In Over My Head at the National Cyclocross Championships

I shouldn’t have been standing at the centre of the second row of the start line. I joked with the rider beside me, “I feel bad for the guys behind who’ll have to get around me.” In a cyclocross race, the sprint from the start line to the first corner is key. It’s easier to keep a position than to gain one, so everyone fights for that corner.

“Yeah, they’ll have to get around me, too,” said the other rider.

He was being modest. I wasn’t.

If the national cyclocross championships this past Saturday were a gunfight, I had shown up not with a pistol, or even a knife, but a rusty pair of nail clippers. Usually I race in a category called M3. The ‘M’ is for “masters,” those 35 years old and older. The ‘3’ means that the master only applies to age, not ability. It’s usually one of the largest categories in the local Sunday cyclocross races. But this was the nationals. Many of the guys I race against were smart enough to stay home. For this race, riders were just grouped by age. My category was 30 to 39. I was up against guys who are M1, two rankings higher, and elite, which means younger and faster. As for my position in the second row, a lottery put me there, and that little bit of fortune used up my luck quotient for the race.

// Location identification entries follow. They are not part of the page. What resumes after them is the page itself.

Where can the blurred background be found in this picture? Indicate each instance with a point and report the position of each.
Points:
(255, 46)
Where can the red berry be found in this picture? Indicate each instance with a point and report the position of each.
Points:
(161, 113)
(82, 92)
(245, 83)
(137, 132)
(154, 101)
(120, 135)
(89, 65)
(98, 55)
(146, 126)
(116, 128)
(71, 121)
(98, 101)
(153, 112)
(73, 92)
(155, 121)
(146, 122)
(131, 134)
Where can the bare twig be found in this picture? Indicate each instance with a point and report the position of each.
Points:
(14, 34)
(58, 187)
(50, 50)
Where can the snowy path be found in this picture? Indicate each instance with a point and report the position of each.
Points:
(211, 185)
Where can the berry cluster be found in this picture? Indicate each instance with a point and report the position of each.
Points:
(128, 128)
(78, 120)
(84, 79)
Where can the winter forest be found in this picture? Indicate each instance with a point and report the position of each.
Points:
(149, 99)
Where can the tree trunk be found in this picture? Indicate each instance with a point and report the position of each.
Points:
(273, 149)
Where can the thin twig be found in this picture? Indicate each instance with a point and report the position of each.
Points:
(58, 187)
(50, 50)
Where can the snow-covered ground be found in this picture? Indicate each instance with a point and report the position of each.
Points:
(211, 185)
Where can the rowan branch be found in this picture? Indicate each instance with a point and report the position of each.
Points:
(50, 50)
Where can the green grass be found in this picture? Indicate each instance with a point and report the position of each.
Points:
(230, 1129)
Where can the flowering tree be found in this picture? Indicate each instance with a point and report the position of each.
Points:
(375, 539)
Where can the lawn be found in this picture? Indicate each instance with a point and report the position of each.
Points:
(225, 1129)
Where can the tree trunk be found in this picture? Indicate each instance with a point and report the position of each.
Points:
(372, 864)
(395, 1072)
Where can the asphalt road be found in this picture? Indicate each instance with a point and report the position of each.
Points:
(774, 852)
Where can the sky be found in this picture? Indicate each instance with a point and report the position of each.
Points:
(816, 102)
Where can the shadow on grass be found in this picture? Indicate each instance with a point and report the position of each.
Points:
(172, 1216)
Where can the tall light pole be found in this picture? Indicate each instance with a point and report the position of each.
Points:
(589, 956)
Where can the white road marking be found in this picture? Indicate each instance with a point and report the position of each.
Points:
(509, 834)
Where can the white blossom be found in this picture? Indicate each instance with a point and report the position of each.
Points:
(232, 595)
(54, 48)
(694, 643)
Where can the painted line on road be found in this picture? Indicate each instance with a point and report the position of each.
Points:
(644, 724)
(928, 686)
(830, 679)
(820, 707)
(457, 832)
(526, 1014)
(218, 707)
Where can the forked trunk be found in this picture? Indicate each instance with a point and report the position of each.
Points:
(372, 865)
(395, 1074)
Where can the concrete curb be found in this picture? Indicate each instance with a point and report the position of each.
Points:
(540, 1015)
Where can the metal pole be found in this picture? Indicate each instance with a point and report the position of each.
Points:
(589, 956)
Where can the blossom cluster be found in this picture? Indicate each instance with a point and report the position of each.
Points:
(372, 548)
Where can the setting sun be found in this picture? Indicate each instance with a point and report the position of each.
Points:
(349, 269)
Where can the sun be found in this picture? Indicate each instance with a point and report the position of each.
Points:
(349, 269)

After the start whistle, the riders with their gatling-gun legs did fire around me. I was about fourth from the end at the first corner. We tore along a paved path and then turned off into the woods. Like most of the others, I dismounted for the first tight, muddy turn. I got back on the bike, pedalled along. Then, for some reason of which I’m still not sure, I was doing a summersault along the side of the single track, and my bike bounced to other side. By the time I was pedalling again, everyone was out of sight.

If you are last in a race, like really last, you are an isolated particle. There’s no presence behind pushing you forward and there’s no wheel in front to draw you on. Because ’cross courses are so varied, there’s no “going for one’s personal best” for motivation, or to apply later as an ego balm. So at the back of the pack, you have this wonderful freedom to choose how you’ll lose. I’ve seen a rider mix his physical pain with his emotional dissatisfaction, which just seems sulky. Maybe there is someone at the finish line who will coo for him, “Oh, there there. You just didn’t have the legs I know you have.” I know of another rider who rides with such disdain when he’s losing. He looks back at barriers as if he overhead them say “I don’t get the deal with Daydream Nation” as he was browsing records. His performance is amusing, but he comes across like a prick. I decided to try to not look shitty and to give’er…or a least look like I was given’er.

My mind descended into its race haze. At certain points, the announcer’s words came into focus and seemed to be narrating my ride.

“Riding on the grass really saps the legs of energy, which makes going up those hills even tougher.”

Yes. Yes. Don’t remind me.

“And as a rider continues and gets more and more tired, his judgement also starts to go. The technical parts get more difficult.”

Yes. Thank you. Stop drawing people’s attention to that corner I just took too wide.

A photographer snapped a shot of me as I teetered and fell at the top of a hard climb.

“You just had to get that shot,” I said.



I did keep my wits on the barriers: dismounting, running over them and mounting smoothly. Same with the running through the swing-set sandpit. After the race, my friend had the most sincere backhanded compliment: “You did really well at the non-cycling parts.”

The only ray of hope came in the race’s second last lap. As I came down the the hill toward the start line, the second last rider didn’t seem so far away. Maybe I could catch him. I hit the gas on the paved section and went roaring into the forest. I stalked him through the woods around the twisting muddy corners. He had no idea I was gaining. Perfect. At the switchback coming out of the forest and back onto the paved path, he saw me and bolted. Maybe I could catch him in the technical section past the finish line. I had one more hellish lap to salvage something. But at the bend before the start of my last lap, a race official tweeted his whistle at me. Both my second-last nemesis and I were in danger of being lapped, which meant our races were over one lap before the others.

As my friend with the backhanded compliments would say, “Well, you did finish the race ahead of the winner.”